Study Reveals EMS MRSA Infection Risks


Orellana RC, Hoet AE, Bell C, et al. Methicillin-resistant Staphylococcus aureus in Ohio EMS providers: A statewide cross-sectional study. Prehosp Emerg Care. Oct. 30, 2015. [Epub ahead of print.]

We in EMS are involved in a risky business. The hazards involved in emergency driving, physical violence and lifting people are risks we take every day in the service of others. But what about the risks we can’t see?

Exposure to microscopic superbugs like methicillin-resistant Staphylococcus aureus (MRSA) go undetected in our daily work and can be responsible for prolonged hospitalization, amputations and severe organ damage.

A new study from the department of epidemiology at the Ohio State University may offer some insight as to the prevalence of this bad bug.

Methods: Orellana and his team performed a first-of-its-kind study on 280 randomly chosen EMS personnel from 84 EMS agencies in the state of Ohio. Participants were asked about handwashing frequency, glove usage and the presence of open wounds. Confounding factors such as the use of antibiotics or a history of staph infections were also documented.


What we already know: The rate of MRSA infection is a growing concern in healthcare.

What this study adds: EMS providers have 10 times the risk of carrying MRSA if they don’t wash their hands after removing gloves.

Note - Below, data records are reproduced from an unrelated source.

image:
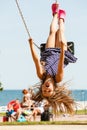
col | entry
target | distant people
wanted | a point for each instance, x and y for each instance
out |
(27, 93)
(38, 109)
(14, 109)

Results: Study participants had samples from their anterior nares gathered with a sterile swab. The samples were then transported to a lab for further testing. Of the 280 EMTs and paramedics, 13 (4.6%) tested positive for MRSA colonies. Further, providers who didn’t practice regular hand washing after removing their gloves saw a 10-fold increase in the risk of MRSA infection (odds ratio: 10.51). EMS workers with an open wound were nearly seven times more likely to carry MRSA colonies in their nasal passages.


Ho JD, Ansari RK, Page D. Hand sanitization rates in an urban emergency medical services system. J Emerg Med. 2014;47(2):163—168.

Do you remember this study performed in 2005? In this blinded six-month observational study, paramedics washed their hands 62% of the time after patient care activities–but only 1% before and 3% during care of the patient. Gloves weren’t worn 12% of the time and hand sanitation only occurred 19% of the time before the crew had a meal.

Discussion: MRSA prevention is a major focus of healthcare organizations, but it appears we fall short in EMS. So-called superbugs like MRSA aren’t going away anytime soon. This study sampled providers in every EMS region of Ohio, which means this isn’t a problem that can be isolated to a single service. The presence of MRSA colonies provides a risk to the patients we treat, not to mention ourselves and our fellow EMTs and paramedics.

It’s time to go back to basics. Simple hand washing is a critical process before and after taking care of patients, and wearing gloves makes all the difference.